El
silencio es un magnífico territorio sobre el que construir el vademécum del
recuerdo. La edad también lo es. Y con ambos ingredientes unidos descubro el
poemario Vida salvaje, que ahora publica Hiperión y por el que Juan
Ramón Santos recibió hace pocos meses el premio Valencia, de la institución
Alfonso el Magnánimo. En sus páginas, llenas de una música endecasílaba de
brillante trazado, el narrador y poeta plasentino nos presenta instantáneas y
reflexiones sobre el mundo de la infancia (el olor matinal del pan recién
hecho; las obras continuas que se ejecutaban en su casa; los árboles que lo
circundaban; las crueldades pueriles que se ejecutaban sobre saltamontes, ranas
o gatos; o las lecturas primigenias, llenas de furor, deslumbramiento y arrebato
(los tres sustantivos son suyos). A continuación, el poeta establece una pausa
estacional, donde los haikus, hermosísimos, se convierten en los protagonistas.

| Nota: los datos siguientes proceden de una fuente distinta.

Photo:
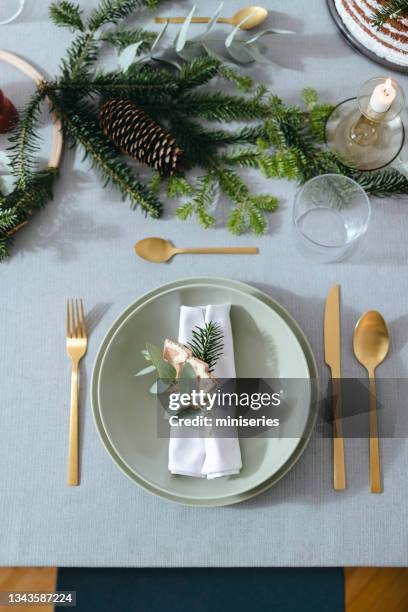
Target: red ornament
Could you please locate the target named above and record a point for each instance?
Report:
(8, 114)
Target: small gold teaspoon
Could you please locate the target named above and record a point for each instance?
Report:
(371, 342)
(159, 250)
(255, 14)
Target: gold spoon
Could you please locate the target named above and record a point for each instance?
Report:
(159, 250)
(371, 342)
(256, 15)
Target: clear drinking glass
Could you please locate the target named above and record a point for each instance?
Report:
(330, 217)
(10, 10)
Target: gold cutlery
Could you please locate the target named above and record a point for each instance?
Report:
(332, 350)
(255, 16)
(76, 349)
(371, 342)
(159, 250)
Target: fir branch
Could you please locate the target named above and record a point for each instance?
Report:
(178, 185)
(113, 11)
(66, 14)
(207, 343)
(249, 209)
(382, 184)
(390, 11)
(26, 141)
(80, 56)
(83, 130)
(17, 208)
(220, 107)
(243, 157)
(202, 200)
(123, 38)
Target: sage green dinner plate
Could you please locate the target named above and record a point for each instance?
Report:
(267, 343)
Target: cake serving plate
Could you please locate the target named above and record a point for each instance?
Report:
(125, 415)
(358, 46)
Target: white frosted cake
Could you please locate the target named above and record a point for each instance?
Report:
(390, 42)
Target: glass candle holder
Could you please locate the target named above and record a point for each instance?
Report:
(331, 215)
(10, 10)
(366, 132)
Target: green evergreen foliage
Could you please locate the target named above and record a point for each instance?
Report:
(207, 343)
(389, 11)
(280, 140)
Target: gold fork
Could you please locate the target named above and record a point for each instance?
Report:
(76, 349)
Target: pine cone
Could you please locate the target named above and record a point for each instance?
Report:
(137, 135)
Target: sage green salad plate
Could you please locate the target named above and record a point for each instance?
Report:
(268, 343)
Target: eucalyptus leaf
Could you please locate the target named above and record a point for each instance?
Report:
(264, 33)
(258, 56)
(239, 53)
(127, 57)
(146, 355)
(231, 36)
(213, 19)
(164, 369)
(159, 36)
(146, 370)
(182, 35)
(159, 386)
(191, 50)
(187, 372)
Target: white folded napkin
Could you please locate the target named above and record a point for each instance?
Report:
(204, 456)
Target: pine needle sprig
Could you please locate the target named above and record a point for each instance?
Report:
(207, 343)
(113, 11)
(120, 39)
(26, 141)
(80, 126)
(201, 202)
(80, 56)
(21, 204)
(389, 11)
(67, 14)
(249, 209)
(221, 107)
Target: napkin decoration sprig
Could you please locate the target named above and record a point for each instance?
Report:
(178, 361)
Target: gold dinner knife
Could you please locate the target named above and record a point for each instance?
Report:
(332, 350)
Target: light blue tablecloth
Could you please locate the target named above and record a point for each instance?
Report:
(82, 245)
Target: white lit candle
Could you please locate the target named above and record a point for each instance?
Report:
(382, 97)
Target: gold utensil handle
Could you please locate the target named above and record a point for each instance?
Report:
(222, 250)
(194, 20)
(73, 472)
(339, 465)
(375, 471)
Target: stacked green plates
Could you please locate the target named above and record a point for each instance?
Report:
(267, 342)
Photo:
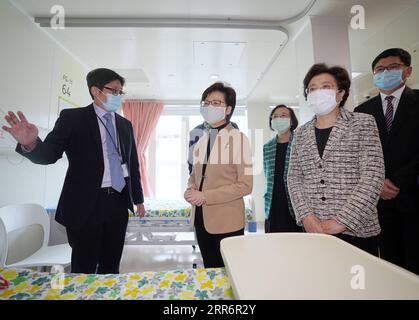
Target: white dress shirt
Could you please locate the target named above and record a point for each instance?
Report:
(397, 95)
(106, 181)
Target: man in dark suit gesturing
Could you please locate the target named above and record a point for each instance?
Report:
(396, 111)
(103, 177)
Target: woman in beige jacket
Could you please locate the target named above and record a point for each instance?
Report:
(221, 176)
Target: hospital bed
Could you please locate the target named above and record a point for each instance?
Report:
(307, 266)
(191, 284)
(164, 222)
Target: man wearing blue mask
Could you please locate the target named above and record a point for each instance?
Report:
(103, 177)
(396, 111)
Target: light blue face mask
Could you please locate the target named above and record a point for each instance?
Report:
(388, 80)
(112, 102)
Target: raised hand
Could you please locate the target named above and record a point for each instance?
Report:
(24, 132)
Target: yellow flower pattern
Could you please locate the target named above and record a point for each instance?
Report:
(191, 284)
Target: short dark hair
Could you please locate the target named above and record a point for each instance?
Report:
(394, 52)
(100, 77)
(340, 74)
(227, 91)
(293, 117)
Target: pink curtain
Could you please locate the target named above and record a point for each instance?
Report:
(144, 117)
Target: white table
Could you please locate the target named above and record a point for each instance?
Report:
(311, 266)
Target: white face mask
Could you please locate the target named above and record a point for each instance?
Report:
(281, 125)
(212, 114)
(322, 101)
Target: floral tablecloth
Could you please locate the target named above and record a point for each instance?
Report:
(191, 284)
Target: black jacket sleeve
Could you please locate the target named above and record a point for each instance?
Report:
(137, 190)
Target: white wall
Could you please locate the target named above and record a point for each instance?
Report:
(33, 66)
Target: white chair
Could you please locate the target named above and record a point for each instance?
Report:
(24, 235)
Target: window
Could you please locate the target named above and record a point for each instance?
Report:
(168, 150)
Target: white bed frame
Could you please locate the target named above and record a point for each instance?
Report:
(145, 231)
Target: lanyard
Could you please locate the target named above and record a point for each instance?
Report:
(4, 284)
(110, 136)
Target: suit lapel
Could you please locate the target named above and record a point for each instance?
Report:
(338, 131)
(312, 142)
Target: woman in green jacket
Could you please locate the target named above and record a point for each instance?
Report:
(279, 215)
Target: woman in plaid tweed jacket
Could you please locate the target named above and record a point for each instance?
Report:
(335, 185)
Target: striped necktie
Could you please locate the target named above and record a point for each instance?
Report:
(389, 112)
(117, 176)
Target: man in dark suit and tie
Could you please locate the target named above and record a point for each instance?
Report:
(396, 111)
(103, 177)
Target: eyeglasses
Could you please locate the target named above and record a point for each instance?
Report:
(115, 92)
(392, 67)
(323, 87)
(215, 103)
(275, 116)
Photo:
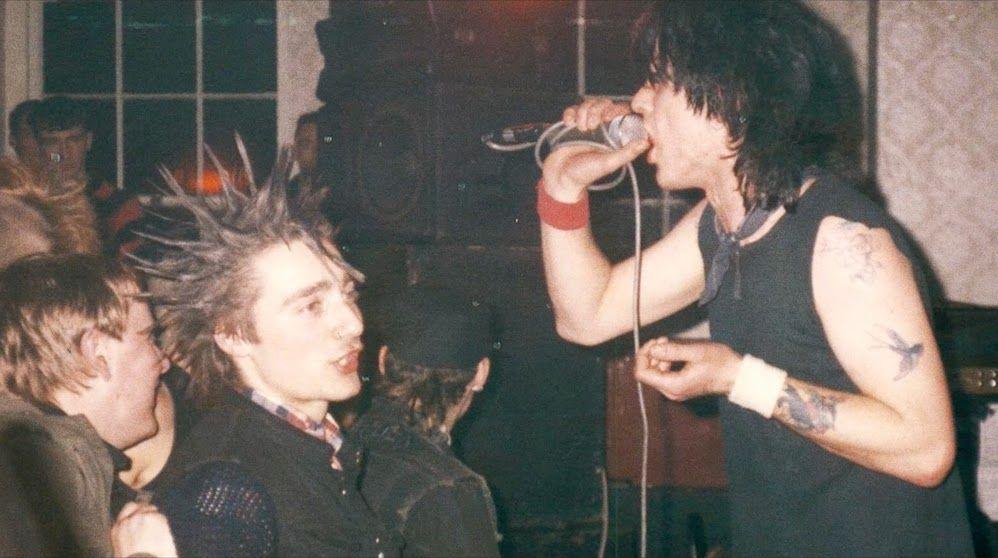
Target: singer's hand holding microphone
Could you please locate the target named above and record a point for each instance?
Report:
(569, 169)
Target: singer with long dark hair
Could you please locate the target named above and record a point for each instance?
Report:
(839, 436)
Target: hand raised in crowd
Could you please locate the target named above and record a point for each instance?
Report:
(569, 169)
(141, 530)
(707, 367)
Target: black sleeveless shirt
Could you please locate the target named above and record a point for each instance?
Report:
(790, 497)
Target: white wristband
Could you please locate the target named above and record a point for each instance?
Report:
(757, 386)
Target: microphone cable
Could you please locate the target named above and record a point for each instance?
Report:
(559, 131)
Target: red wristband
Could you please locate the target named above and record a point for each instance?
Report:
(562, 216)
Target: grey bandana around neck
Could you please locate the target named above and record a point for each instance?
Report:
(728, 248)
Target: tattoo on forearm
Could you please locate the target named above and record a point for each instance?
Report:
(910, 354)
(850, 245)
(808, 411)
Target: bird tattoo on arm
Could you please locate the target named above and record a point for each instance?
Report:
(909, 353)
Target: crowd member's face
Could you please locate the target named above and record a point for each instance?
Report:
(306, 148)
(125, 396)
(308, 329)
(26, 145)
(67, 150)
(685, 146)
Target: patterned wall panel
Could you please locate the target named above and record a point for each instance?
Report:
(938, 152)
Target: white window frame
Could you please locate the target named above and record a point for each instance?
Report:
(298, 65)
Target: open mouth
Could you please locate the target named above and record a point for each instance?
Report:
(348, 363)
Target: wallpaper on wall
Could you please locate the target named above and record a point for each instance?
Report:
(938, 152)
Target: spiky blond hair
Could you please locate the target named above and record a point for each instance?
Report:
(208, 284)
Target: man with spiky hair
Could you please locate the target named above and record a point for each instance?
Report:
(259, 307)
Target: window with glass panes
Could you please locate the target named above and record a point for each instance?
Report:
(163, 77)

Y, tras ese remanso, llega la parte final (“Aprendizaje”), donde el gran tema,
que palpita en todas las composiciones y que nos estremece y conmociona verso
tras verso, es la muerte. El gran misterio de la muerte. El cruel hachazo de la
muerte. El fogonazo de luz negra que clausura las sonrisas, y que nos espera a
todos con inagotable paciencia. A ese delta llegaremos de forma unánime, y por
eso constituye uno de los grandes temas de la literatura (junto al amor o el
paso del tiempo, si no son ambos, en realidad, pliegues, negaciones o matices
de la Vieja Dama).
Alejado de declamaciones patéticas y de histrionismos efectistas, pero con un ritmo y un léxico altamente eficaces, Juan Ramón Santos esmalta un tomo de conmovedora belleza triste, que aconsejo leer de noche, en voz alta, rodeado por el más absoluto de los silencios, para apreciar con más nitidez su carga emocional y su brillantez estilística.